Dutch Pavilion at the Hannover World Exhibition Expo 2000 (1997–2000)[edit]

The Dutch Pavilion is one of the buildings that helped the office to international recognition.[20] The 50m high structure does not have a facade, but consists of several floor levels stacked on top of each other. By taking the assigned floor area for the pavilion and stacking said space, MVRDV wanted to contribute to the dutch history of taking land from the sea and eventually giving it back by expanding vertically. Through dividing and stacking the floorspace, energy can be saved, existing nature can be preserved and there is more space for cultural manifestations.[14] As of July 2020 there are plans to revisit the project and convert it into an office building as well as adding student housing and parking to the structure.[21]

Hagen Island, Ypenburg, Netherlands (2000–2003)[edit]

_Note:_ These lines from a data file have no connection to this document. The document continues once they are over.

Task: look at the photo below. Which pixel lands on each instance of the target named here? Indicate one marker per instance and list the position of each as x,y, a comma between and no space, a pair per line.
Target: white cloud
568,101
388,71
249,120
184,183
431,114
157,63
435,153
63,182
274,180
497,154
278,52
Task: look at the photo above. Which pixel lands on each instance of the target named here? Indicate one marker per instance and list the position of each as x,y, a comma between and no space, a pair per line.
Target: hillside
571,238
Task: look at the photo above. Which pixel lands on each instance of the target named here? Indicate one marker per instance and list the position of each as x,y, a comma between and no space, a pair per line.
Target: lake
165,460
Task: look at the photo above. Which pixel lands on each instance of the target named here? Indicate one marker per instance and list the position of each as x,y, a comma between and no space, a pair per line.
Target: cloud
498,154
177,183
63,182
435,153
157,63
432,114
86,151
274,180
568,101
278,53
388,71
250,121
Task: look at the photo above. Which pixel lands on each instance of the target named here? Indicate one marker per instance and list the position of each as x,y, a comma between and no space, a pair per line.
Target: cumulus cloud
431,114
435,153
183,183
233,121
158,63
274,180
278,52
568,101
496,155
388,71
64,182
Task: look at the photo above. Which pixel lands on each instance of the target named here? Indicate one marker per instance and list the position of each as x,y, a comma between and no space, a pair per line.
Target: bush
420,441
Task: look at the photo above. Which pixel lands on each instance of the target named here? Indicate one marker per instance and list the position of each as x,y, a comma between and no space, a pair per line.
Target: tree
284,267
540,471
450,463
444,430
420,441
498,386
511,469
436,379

The Hagen Island is a part of the bigger residential housing project "Ypenburg" in Ypenburg, outside the borders of Den Haag. Being a "randstad", the city of Ypenburg consists of monocultural suburban structures.[20] The whole area consists of 37 different "macroblocks".[22] Hagen Island is a pedestrian island with only one motorized street circling the island. The plots are divided into four rows of houses, that are broken up from linearity. This generates a series of exterior spaces that differ in appearance and use.[20] The whole area is connected through small paths that access the houses as well as two communal spaces in the middle of the island.[20] The 119 units are designed very simply in six different facade types and do not have a cellar, which is a result of the tight budget, as well as giving the future inhabitants space to reinterpret their homes.[22] The houses are intentionally built void of detail to reduce cost and also strengthen the archetypical appearance. With this design, the office did not want architecture to be the main focus, but the spaces in between that define the neighbourhood.The whole project was also an answer to the ideal approach of homeowning and planned out to be almost a caricature of said ideal.[20]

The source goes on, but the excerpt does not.